Over the last 15 years, I have been involved in a number of different qualitative research studies, some as part of gaining qualifications, others as multidisciplinary teams involving universities, community organisations and local authorities and other agencies.
In November 2019 I received my PhD from the University of Bristol (School for Policy Studies), funded by the Economic and Social Research Council (ESRC). The study – ‘Through conflict to sustainability: engaging with ‘the space between’ entities and individuals working collaboratively in the UK and the Netherlands’ – explores the idea of conflict as normal and a positive route to sustainability and creative collaboration. Its transdisciplinary merging of practice, life experience, the arts and academic theory across several disciplines can be read here. Among the key findings were:
- a reconceptualising of conflict as holding the creative potential to enable collaborative growth and sustainability
- a conceptual focus on ‘the space between’ to illuminate group dynamics and interactions
- engagement with an emergent social science research frame, remaining open to work with whatever appears in an open-ended research space
- the trial of innovative research methodologies, from the visualization of qualitative data to the use of psychodynamic observation of beneath-the-surface undercurrents in group interaction
- a heightened awareness of the importance of nonverbal interaction
- identification of diverse negotiation strategies employed by participants to negotiate conflict points as they arose in the groups.

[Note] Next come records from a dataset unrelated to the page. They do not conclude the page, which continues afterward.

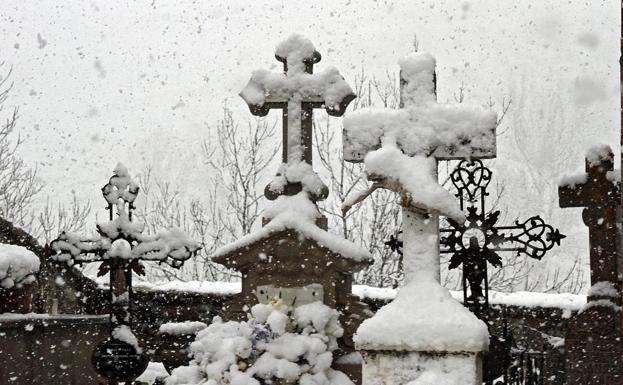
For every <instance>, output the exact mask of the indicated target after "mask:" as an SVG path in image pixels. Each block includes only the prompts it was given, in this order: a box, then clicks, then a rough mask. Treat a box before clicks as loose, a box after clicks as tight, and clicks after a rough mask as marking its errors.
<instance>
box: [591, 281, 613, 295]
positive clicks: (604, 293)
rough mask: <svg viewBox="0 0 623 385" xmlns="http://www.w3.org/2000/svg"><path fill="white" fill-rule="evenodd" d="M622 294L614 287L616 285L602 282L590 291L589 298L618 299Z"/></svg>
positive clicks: (596, 284) (609, 283)
mask: <svg viewBox="0 0 623 385" xmlns="http://www.w3.org/2000/svg"><path fill="white" fill-rule="evenodd" d="M620 295H621V293H619V292H618V290H617V289H616V287H614V283H612V282H608V281H600V282H596V283H595V284H594V285H593V286H591V288H590V289H589V290H588V296H589V297H611V298H616V297H619V296H620Z"/></svg>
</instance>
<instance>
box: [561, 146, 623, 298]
mask: <svg viewBox="0 0 623 385" xmlns="http://www.w3.org/2000/svg"><path fill="white" fill-rule="evenodd" d="M585 169H586V172H584V173H581V174H579V175H574V176H571V177H569V176H567V177H565V178H563V180H562V181H561V183H560V186H559V188H558V196H559V204H560V207H562V208H565V207H583V208H584V210H583V211H582V219H583V220H584V224H585V225H586V226H588V229H589V241H590V266H591V285H592V286H593V287H594V288H595V287H596V288H597V289H594V290H590V291H589V298H588V299H589V301H592V300H600V299H603V298H604V297H608V295H606V294H608V293H607V290H602V291H601V292H599V290H598V288H599V287H600V286H603V287H606V286H608V287H611V288H612V290H611V295H610V297H614V299H613V300H614V302H615V303H617V304H620V301H621V298H620V297H621V295H622V291H623V268H622V266H621V260H620V259H619V258H620V256H619V255H620V243H619V240H618V236H619V229H617V224H618V223H619V222H620V220H621V218H620V213H619V211H618V210H619V207H620V200H621V181H620V174H619V173H618V172H615V171H614V155H613V153H612V149H611V148H610V146H608V145H603V146H595V147H593V148H591V149H590V150H589V151H588V153H587V155H586V160H585ZM617 171H618V170H617ZM611 299H612V298H611Z"/></svg>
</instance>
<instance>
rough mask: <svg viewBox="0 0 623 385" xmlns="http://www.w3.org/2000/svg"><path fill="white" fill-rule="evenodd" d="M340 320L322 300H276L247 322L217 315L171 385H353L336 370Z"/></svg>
mask: <svg viewBox="0 0 623 385" xmlns="http://www.w3.org/2000/svg"><path fill="white" fill-rule="evenodd" d="M338 316H339V313H338V312H337V311H336V310H334V309H331V308H329V307H328V306H326V305H324V304H322V303H320V302H315V303H311V304H307V305H302V306H299V307H296V308H290V307H288V306H286V305H284V304H283V303H282V302H281V301H280V300H276V301H270V303H269V304H258V305H255V306H253V307H252V308H251V312H250V314H248V320H247V321H242V322H234V321H228V322H224V321H222V320H221V319H220V318H219V317H216V318H215V319H214V322H213V323H212V324H211V325H210V326H208V327H207V328H205V329H203V330H201V331H200V332H199V333H198V334H197V338H196V340H195V342H193V343H192V344H191V345H190V355H191V357H192V359H191V362H190V363H189V364H188V365H187V366H181V367H179V368H176V369H174V370H173V372H172V374H171V376H170V377H169V378H168V379H167V380H166V384H167V385H176V384H177V385H181V384H205V385H229V384H232V383H235V384H244V385H286V384H304V385H353V383H352V382H351V381H350V380H349V379H348V377H347V376H346V375H345V374H344V373H342V372H340V371H337V370H334V369H332V368H331V365H332V363H333V351H335V350H336V349H337V347H338V345H337V339H338V338H340V337H341V336H342V334H343V329H342V327H341V326H340V324H339V321H338Z"/></svg>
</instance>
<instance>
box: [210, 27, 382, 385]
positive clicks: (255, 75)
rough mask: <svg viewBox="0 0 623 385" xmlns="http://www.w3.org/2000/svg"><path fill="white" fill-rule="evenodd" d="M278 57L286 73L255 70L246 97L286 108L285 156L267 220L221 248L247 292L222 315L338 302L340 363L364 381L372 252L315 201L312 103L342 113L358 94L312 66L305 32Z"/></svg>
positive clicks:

Qualitative data visualisation
One emergent outcome from the research was an early stage qualitative data visualisation methodology, developed in partnership with data scientist Bobby Stuijfzand and graphic designer Derek Edwards. This innovative attempt to convey flows of human energy in group interaction in visual form has attracted considerable attention, and as a result, we have been awarded two further grants beyond the end of the PhD to develop this work further. The first was seedcorn funding from Bristol University’s Jean Golding Institute which allowed us to create a website for four visualizations, each of five minutes from four different group interactions. The second was a Business Boost grant from the ESRC via Bristol University to explore the potential for using this idea as a facilitation tool in business and community settings.
We are currently exploring the commercial potential for this innovative way of understanding group dynamics.